My wife and I and daughter Nicola lived in Wales for 4 months, in winter and spring of 2012. Sarah, our other daughter, joined us for the last few weeks (alas, our son Adam was unable to get away from work). It was part of a sabbatical that the church I was serving then graciously gave to us.
We had been to the UK before, on brief visits, but my haste on those trips, trying to cover much ground and take in many sights in slivers of time, reduced my experience, and my subsequent memories, to blurry fragments. That’s the irony of trying to see too much too fast: it often renders everything forgettable.
Our time in Wales was different. It was a lingering sojourn. We traded houses, and vehicles – and even churches – with a pastoral couple who were just beginning their retirement. We had only met them, through a mutual friend, via email (and then face-to-face, for 30 minutes, at Gatwick airport in London, where we quickly exchanged greetings and keys).

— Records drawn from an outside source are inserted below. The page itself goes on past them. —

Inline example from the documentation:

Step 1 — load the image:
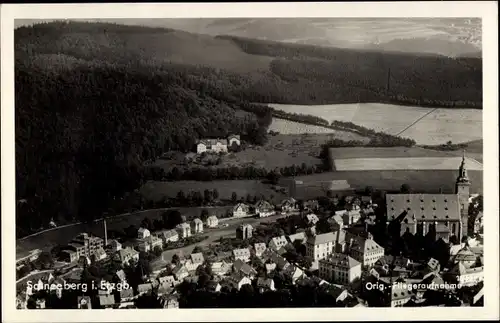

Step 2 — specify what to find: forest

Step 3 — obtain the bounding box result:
[14,22,482,237]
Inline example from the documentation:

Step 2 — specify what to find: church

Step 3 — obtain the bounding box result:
[386,152,471,241]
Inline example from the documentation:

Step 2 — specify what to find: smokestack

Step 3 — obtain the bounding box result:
[104,220,108,246]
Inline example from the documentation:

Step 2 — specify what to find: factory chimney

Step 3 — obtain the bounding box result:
[104,220,108,246]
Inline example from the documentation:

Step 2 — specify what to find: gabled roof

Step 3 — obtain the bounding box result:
[320,253,361,269]
[386,194,460,223]
[351,236,384,254]
[307,230,345,245]
[288,231,307,243]
[191,252,205,264]
[99,294,115,306]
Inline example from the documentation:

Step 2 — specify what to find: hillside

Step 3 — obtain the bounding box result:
[15,22,481,235]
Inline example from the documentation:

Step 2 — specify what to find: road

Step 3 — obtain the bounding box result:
[161,215,284,262]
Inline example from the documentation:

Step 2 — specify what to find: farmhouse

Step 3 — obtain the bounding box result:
[255,200,275,218]
[236,224,253,240]
[233,203,250,218]
[386,154,471,241]
[196,135,241,154]
[207,215,219,228]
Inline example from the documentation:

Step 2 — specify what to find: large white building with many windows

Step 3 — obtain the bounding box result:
[319,253,361,285]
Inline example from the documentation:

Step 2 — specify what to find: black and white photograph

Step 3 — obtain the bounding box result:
[1,2,498,320]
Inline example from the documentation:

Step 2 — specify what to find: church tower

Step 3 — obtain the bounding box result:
[455,150,470,240]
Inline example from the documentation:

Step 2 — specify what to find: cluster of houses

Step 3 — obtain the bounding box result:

It was magic. I think of it now – I thought of it then – as my season in Narnia. The days unfolded with unhurried ease. I learned to drive under the speed limit. Life’s slowness, its stillness, its deep quiet, made us, not drowsy, but fully awake. The stillness enhanced everything, made each colour brighter, every sound sharper, all movement more dramatic. Looking back on it now, almost 4 years later, I remember almost every walk we took, meal we ate, conversation we had, drive we drove, church service we attended, visit we enjoyed, with photographic precision. It lives inside me vividly.
That’s also what Sabbath is meant to do. It slows everything down, and so brightens everything up. It creates space and time – a stillness – for us to linger, to savour, to notice. It is one day, rung like a tuning fork, that makes all the other days sing on key.
I wrote a book many years ago – actually, while I was on my first sabbatical, given to me by the same generous church that let us go to Wales – on Sabbath. It’s called The Rest of God. I wrote it when I was still a rank beginner, stumbling through my first clumsy steps, babbling my first garbled words. The book did well in spite of all that, and for the past dozen years I’ve been asked to speak often on the topic, treated as something of an expert on the matter.
The truth is, I’m still mostly in a rush. I still wrestle wild impatience. Most of my days still go by in a blur.
But it’s not all that. I’ve been keeping Sabbath, in at least some cobbled-up way, for 14 years now. And it’s made a difference. It’s making a difference. The weekly slowing has made more room inside me. I listen better. I notice more. I’m more curious, more thankful, more receptive, more generous. Admittedly, I’ve a good stretch yet to go. And other things, including painful things, have helped in all this. And there are some areas in which I’ve made, it seems, little progress – maybe even fallen backward. But generally, Sabbath has been for me a long obedience in the same direction, to quote Eugene Peterson (who was quoting, improbably, Friedrich Nietzsche).
I remember reading many years ago something by Henri Nouwen in which he described his hurt over a friend accusing him of insensitivity and uncaring. Nouwen admitted to these faults. His defense was simply this: Yes, yes, I know, I’m sorry – but please, imagine how much worse I would be if I were not also a man of prayer.
I still move too fast. Still listen poorly. Still grow impatient over minor things.
Yes, yes, I know, I’m sorry. But please, imagine how much worse I would be if I were not also a Sabbath-keeper.